Baca juga: Presiden Jokowi Minta Kapolri Selektif Terima Laporan UU ITE
"Berjalan seiringnya waktu, ternyata UU ITE ini dalam implementasinya malah lebih kental nuansa hukum pencemaran nama baiknya daripada soal transaksi ekonomi-bisnisnya," ujarnya.
Menurutnya, pasal 27 ayat (3) tentang pencemaran nama baik dianggap pasal karet dan dijadikan alat untuk mengkriminalisasi masyarakat, hingga banyak korban berjatuhan. "Banyak orang dilaporkan, ditangkap dan ditahan karena menyampaikan pendapatnya di internet," ungkap dia.
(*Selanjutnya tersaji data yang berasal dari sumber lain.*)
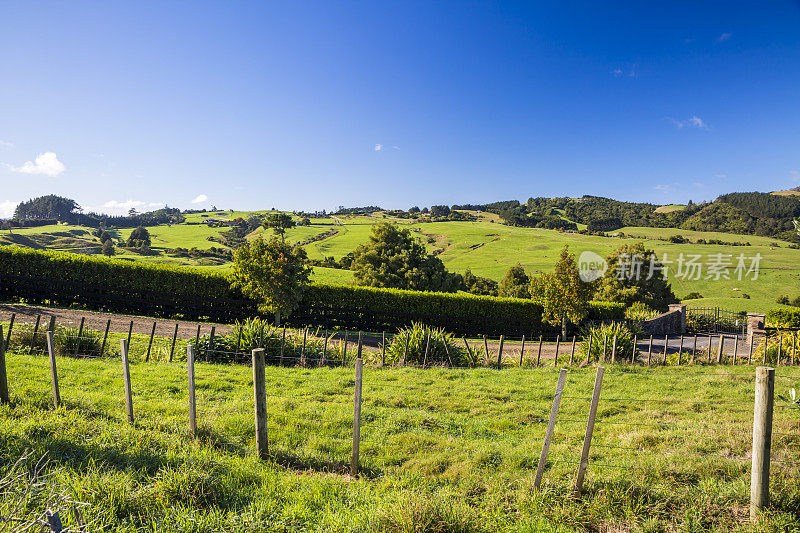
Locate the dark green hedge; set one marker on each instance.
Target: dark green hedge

Baca juga: Tanpa Dukungan Elite Parpol, Revisi UU ITE Hanya Wacana
Karena itu, lanjut doktor lulusan Manchester ini, UU ITE direvisi menjadi UU RI No 19 Tahun 2016. Saat itu beberapa hal direvisi seperti soal pemblokiran situs internet, right to be forgotten, penyadapan, penyidikan, dan termasuk pasal pencemaran nama baik yang dikurangi maksimal ancaman pidana penjaranya dari 6 tahun menjadi 4 tahun.
"Kami Fraksi PKS saat itu meminta agar pasal pencemaran nama baik ditinjau ulang, bahkan kalau perlu dihapus saja, mengingat sudah diatur dalam KUHP, agar tidak ada duplikasi pengaturan. Hanya Fraksi PKS dan PAN yang dianggap progresif pandangannya terhadap pasal tersebut," ucapnya.
Baca juga: Jokowi Mau Revisi UU ITE Jika Tak Bisa Berikan Rasa Keadilan
Namun, Sukamta yang juga bertindak sebagai anggota Panja Revisi UU ITE saat itu menjelaskan bahwa dalam dinamika pembahasan, mayoritas fraksi, terlebih fraksi-fraksi pendukung koalisi pemerintah, menginginkan pasal tersebut tetap dipertahankan dengan pengurangan maksimal ancaman pidana penjara agar tidak ada lagi kriminalisasi dengan penahanan sebelum putusan hukum tetap dari pengadilan. Dan pada akhirnya disahkan revisi UU ITE seperti yang sekarang.
"Pada implementasinya, ternyata masih banyak proses hukum kasus pencemaran nama baik di lapangan yang tidak sesuai dengan spirit revisi tersebut. Malah terakhir kriminalisasi melebar ke pasal-pasal lain seperti pasal soal hoaks dan pasal keonaran yang juga dianggap pasal karet. Ya semoga ke depannya revisi UU ITE bisa memberikan kejelasan hukum berasaskan keadilan. InsyaAllah kami Fraksi PKS akan mengawalnya demi masa depan dunia digital dan kedewasaan demokrasi kita," pungkas wakil rakyat dari Daerah Istimewa Yogyakarta ini.